L.L. : On est au début de la véritable personnalisation de la relation entre la marque et ses publics. La révolution est en marche. J’analyse dans le livre la marque autour du triptyque « Intention – incarnation – interaction ». C’est le registre de l’interaction, de la relation, qui va être le plus impacté par les nouvelles technologies et l’intelligence artificielle.

Il va falloir que la plateforme de marque se décline en plateforme de contenus et surtout en plateforme relationnelle, avec un niveau de détail et de profondeur beaucoup plus précis qu’aujourd’hui. Les politiques de CRM telles qu’elles existent à l’heure actuelle sont totalement insatisfaisantes.

Si vous deviez donner un seul conseil à un lecteur de cet article, quel serait-il ?

L.L. : J’aimerais fondamentalement convaincre tous les dirigeants d’entreprises que la marque n’est pas seulement un sujet de marketing ou de communication, mais bien la matrice de la gouvernance.

Pour beaucoup de grands patrons, s’intéresser au sujet de la marque signifie quitter la rationalité des enjeux industriels et financiers, censée exclusivement guider la démarche entrepreneuriale, pour entrer dans l’univers à priori moins noble de l’intelligence émotionnelle.

Cette couche émotionnelle, souvent perçue comme secondaire et artificielle par des dirigeants généralement aux profils d’ingénieurs ou de financiers, a cantonné le concept de marque à un simple outil de communication, associé à une recherche de différenciation, voire à une démarche de manipulation.

Or, fondamentalement, la marque oblige à replacer le développement du potentiel de l’entreprise au cœur des préoccupations de la Direction générale. Dans une démarche économique qui s’inscrit dans la durée, la marque est intrinsèquement ce qui anime l’esprit d’une entreprise, avant même la recherche de profit ou de rentabilité. La dimension philosophique précède la dimension économique. Car c’est la marque qui est porteuse du souffle, de la vision, à même de régénérer en permanence l’entreprise et son écosystème, d’assurer une pérennité qu’un simple business plan ne peut pas garantir.

En un mot, quels sont les prochains sujets qui vous passionneront ?

L.L. : Un projet un peu plus personnel.
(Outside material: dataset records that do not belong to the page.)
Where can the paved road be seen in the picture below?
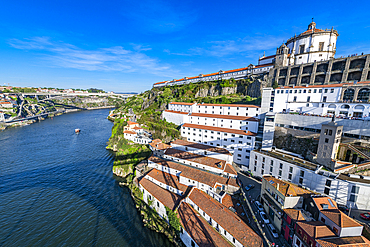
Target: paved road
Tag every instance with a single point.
(254, 194)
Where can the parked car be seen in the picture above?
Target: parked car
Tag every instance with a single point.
(274, 233)
(258, 205)
(264, 217)
(249, 187)
(365, 216)
(343, 209)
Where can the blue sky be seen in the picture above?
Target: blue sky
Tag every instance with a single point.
(126, 46)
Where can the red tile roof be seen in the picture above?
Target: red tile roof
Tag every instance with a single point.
(129, 132)
(181, 103)
(230, 105)
(286, 188)
(199, 229)
(263, 58)
(177, 112)
(316, 229)
(358, 241)
(196, 174)
(340, 218)
(167, 198)
(230, 169)
(320, 201)
(294, 214)
(204, 160)
(226, 219)
(166, 178)
(201, 146)
(131, 123)
(194, 114)
(232, 131)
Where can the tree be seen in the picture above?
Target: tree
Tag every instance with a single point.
(173, 220)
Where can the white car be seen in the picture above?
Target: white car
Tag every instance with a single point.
(264, 217)
(258, 205)
(273, 231)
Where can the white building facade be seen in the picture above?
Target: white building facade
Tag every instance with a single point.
(344, 190)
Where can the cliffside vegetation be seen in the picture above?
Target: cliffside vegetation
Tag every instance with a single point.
(146, 108)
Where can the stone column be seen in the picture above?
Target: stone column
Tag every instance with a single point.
(345, 72)
(299, 77)
(313, 73)
(366, 69)
(328, 72)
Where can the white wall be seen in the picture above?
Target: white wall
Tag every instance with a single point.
(339, 190)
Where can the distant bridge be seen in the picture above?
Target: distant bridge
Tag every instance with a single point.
(76, 94)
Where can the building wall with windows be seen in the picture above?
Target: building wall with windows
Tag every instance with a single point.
(228, 109)
(238, 144)
(344, 190)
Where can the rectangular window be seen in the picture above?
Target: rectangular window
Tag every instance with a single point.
(326, 191)
(355, 189)
(353, 198)
(328, 182)
(321, 46)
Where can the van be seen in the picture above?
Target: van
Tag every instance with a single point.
(258, 205)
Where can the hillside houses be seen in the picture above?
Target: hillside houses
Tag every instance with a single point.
(197, 181)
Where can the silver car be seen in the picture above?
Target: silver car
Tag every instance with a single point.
(274, 233)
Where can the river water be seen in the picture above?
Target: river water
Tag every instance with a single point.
(57, 187)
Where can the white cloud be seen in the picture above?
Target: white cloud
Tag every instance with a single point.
(115, 58)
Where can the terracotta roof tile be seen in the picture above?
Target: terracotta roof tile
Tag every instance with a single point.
(131, 123)
(167, 178)
(177, 112)
(129, 132)
(232, 131)
(226, 219)
(320, 201)
(196, 174)
(181, 103)
(204, 160)
(230, 169)
(201, 146)
(294, 214)
(230, 105)
(194, 114)
(167, 198)
(340, 218)
(286, 188)
(316, 229)
(358, 241)
(198, 229)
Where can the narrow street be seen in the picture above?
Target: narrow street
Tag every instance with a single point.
(254, 195)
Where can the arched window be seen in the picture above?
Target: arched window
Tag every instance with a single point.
(348, 94)
(363, 95)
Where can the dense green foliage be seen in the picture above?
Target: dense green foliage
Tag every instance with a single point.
(173, 220)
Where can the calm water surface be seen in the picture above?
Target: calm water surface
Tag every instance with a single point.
(57, 187)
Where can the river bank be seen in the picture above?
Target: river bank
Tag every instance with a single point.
(127, 157)
(22, 123)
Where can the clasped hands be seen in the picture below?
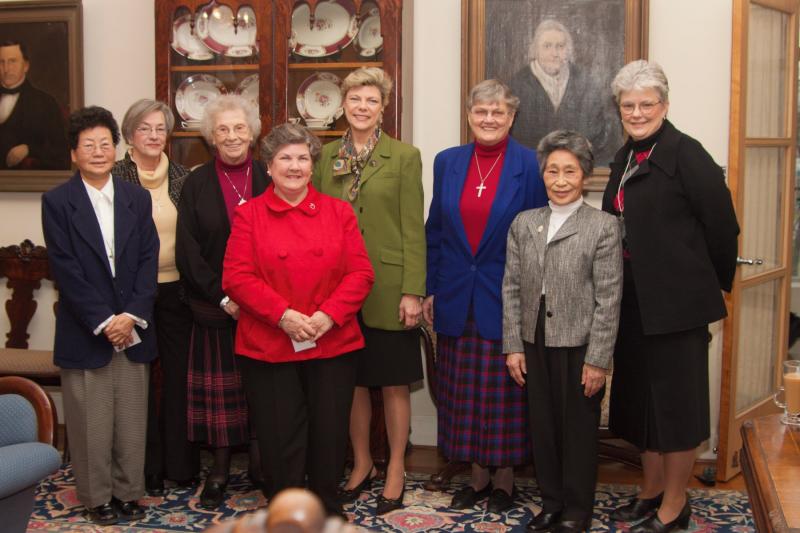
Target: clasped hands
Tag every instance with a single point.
(301, 327)
(119, 331)
(592, 377)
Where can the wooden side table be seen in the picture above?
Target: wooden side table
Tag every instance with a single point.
(771, 467)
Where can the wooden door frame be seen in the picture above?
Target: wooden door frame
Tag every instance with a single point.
(729, 437)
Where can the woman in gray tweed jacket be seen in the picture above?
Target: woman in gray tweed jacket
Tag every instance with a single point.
(561, 294)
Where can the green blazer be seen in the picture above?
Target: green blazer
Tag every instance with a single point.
(389, 209)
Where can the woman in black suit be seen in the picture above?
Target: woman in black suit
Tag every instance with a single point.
(679, 248)
(217, 409)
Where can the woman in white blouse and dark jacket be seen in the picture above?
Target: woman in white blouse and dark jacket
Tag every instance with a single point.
(561, 293)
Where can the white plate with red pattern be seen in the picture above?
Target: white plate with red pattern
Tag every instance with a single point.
(334, 27)
(319, 100)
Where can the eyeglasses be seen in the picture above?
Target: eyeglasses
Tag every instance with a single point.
(89, 148)
(483, 114)
(224, 131)
(357, 101)
(644, 107)
(161, 131)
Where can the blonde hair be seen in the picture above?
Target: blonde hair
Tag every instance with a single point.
(369, 77)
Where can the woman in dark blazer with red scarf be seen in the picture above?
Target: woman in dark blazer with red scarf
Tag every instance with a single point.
(478, 189)
(679, 248)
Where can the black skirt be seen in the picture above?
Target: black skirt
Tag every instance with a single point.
(388, 357)
(659, 392)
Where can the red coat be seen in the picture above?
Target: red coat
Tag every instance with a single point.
(309, 257)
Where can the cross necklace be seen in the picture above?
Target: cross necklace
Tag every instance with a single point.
(246, 183)
(483, 178)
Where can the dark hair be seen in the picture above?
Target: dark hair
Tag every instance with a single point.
(571, 141)
(91, 117)
(14, 42)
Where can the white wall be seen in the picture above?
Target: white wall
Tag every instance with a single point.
(690, 39)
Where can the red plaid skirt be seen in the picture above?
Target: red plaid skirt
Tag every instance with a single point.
(482, 413)
(216, 406)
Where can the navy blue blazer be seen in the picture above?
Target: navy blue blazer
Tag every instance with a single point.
(458, 280)
(88, 294)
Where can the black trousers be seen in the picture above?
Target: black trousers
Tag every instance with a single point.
(563, 426)
(301, 413)
(168, 453)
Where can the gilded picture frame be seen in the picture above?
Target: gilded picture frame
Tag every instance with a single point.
(51, 33)
(498, 42)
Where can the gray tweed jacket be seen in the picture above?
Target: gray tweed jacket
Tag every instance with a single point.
(581, 268)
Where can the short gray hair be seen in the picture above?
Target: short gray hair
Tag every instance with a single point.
(229, 102)
(550, 25)
(289, 133)
(492, 91)
(571, 141)
(639, 75)
(139, 110)
(369, 77)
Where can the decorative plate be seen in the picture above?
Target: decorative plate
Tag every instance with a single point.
(224, 33)
(369, 40)
(319, 100)
(335, 26)
(248, 88)
(194, 94)
(185, 42)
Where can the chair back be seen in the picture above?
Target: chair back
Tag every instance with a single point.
(18, 395)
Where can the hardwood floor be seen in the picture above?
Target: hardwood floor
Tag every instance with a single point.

Je viens d’ouvrir un bureau à Casablanca et j’aimerais accompagner aussi des grandes entreprises marocaines dans la prise de conscience du statut que doit tenir la marque dans les organisations.

On était jusqu’à présent dans une logique, un système de pensée, où le marketing précédait la marque. Il faut maintenant se mettre dans une logique où c’est la marque qui précède le marketing et, plus globalement, l’ensemble des composantes de l’entreprise.

Je conclue mon livre en disant qu’il faut mettre les entreprises en ordre de marque. Si la marque reste bien une balise, un repère, pour le consommateur, elle doit avant tout être une boussole pour le collaborateur ; elle trace le chemin.

La marque n’est pas qu’un porte-voix (avec un x) ; elle est d’abord un porte-voie (avec un e). Et ce changement de paradigme, j’aimerais particulièrement avoir l’occasion de le mettre en œuvre au Maroc. C’est un pays en pleine transformation, où il règne un certain optimisme, une vraie croyance en un avenir meilleur.

Je disais tout à l’heure qu’il n’y a de grande marque qu’à l’ombre d’un grand rêve ; je suis convaincu aussi qu’il n’y a de grand pays qu’à la lumière de grandes marques. Les marques sont des âmes de conquête !

Merci Loïk Lherbier


Merci Bertrand Jouvenot


Le livre : La marque, levier sratégique, Loïk Lherbier, Eyrolles, 2025.